Hal ini berbeda dengan Rusia kemudian Ukraina. Rusia adalah lima besar produsen dunia untuk gas, minyak mentah, batu bara, baja, pupuk, hingga nikel.
Eropa menggantungkan sekitar 45% pasokan energinya ke Rusia, Untuk pangan, Rusia adalah produsen utama pupuk dunia serta minyak nabati. Ukraina juga menyumbang 30% terhadap pasokan minyak bijih matahari.
Rusia juga Ukraina memasok 28% dari total pasar ekspor gandum dunia. Konflik dalam negara yang mana jelas menyebabkan banyak negara pengimpor seperti Indonesia harus mencari pemasok lain selama kedua negara berkonflik.
Dengan posisi yang digunakan dimaksud strategis itu pula, perang Rusia-Ukraina dampaknya sangat terasa kepada penduduk dunia. Inflasi pada tempat banyak negara menembus rekor tertinggi dalam sejarah atau puluhan tahun.
Inflasi AS menembus 9,1% (year on year/yoy) pada Juni 2022 yang yang menjadi rekor tertinggi salaam 40 tahun. Rekor inflasi dalam tambahan dari 40 tahun juga dicatat Jerman kemudian Inggris.
Indonesia juga harus menanggung derita pahit. Harga minyak goreng lalu gandum melejit. Pemerintah juga harus mengerek nilai jual BBM subsidi pada September 2022 hingga menciptakan inflasi terbang 5,95% (yoy) pada September 2023. Inflasi yang tersebut disebut adalah yang dimaksud digunakan tertinggi sejak Oktober 2015 (6,25%).
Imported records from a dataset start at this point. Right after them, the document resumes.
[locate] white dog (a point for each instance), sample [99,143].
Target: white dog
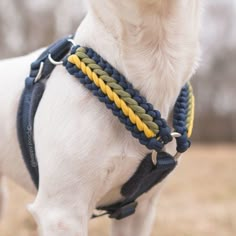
[85,155]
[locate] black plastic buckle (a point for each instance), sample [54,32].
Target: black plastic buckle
[124,211]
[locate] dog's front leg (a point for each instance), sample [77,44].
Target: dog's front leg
[61,215]
[139,224]
[65,199]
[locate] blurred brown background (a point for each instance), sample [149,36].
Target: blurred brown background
[200,197]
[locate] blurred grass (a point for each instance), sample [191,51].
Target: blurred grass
[198,199]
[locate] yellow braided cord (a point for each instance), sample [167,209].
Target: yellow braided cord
[74,59]
[191,111]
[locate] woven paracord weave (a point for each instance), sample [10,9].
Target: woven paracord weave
[93,63]
[183,117]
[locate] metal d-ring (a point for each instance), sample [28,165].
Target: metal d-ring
[56,63]
[72,42]
[38,77]
[176,156]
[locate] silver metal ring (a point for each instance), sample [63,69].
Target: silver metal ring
[176,135]
[38,77]
[56,63]
[72,41]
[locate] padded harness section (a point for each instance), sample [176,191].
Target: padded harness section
[30,100]
[147,174]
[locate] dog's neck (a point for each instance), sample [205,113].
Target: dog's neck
[154,43]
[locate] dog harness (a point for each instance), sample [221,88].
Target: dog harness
[126,103]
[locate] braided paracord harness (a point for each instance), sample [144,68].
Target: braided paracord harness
[125,102]
[132,109]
Lonjakan inflasi ini memaksa bank sentral pada hampir seluruh dunia mengerek suku bunga dengan sangat kenaikan sangat besar. Bank sentral AS The Federal Reserve (The Fed) sudah menaikkan suku bunga sebesar 525 bps sejak Maret 2022 serta Bank Indonesia menaikkan suku bunga sebesar 225 bps.
Suku bunga Argentina bahkan melesat hingga menjadi 118% pada Kamis pekan lalu (5/10/2023). Artinya suku bunga sudah naik hingga 78% atau 7800 bps sejak 2022 hingag sekarang ini.
Bank sentral Turki menaikkan suku bunga utamanya sebesar 500 bps menjadi 30% pada Kamis (21/9/2023), seiring dengan upaya Ankara melawan inflasi dua digit. Padahal suku bunga Turki pada awal 2023 masih pada bawah 10%.
Dampak perang Israel vs Hamas memang masih terbilang kecil dibandingkan dengan perang Rusia-Ukraina. Namun, jika perang meluas kemudian lama bukan bukan mungkin dampaknya akan sangat besar kepada dunia bidang usaha dunia, termasuk Indonesia.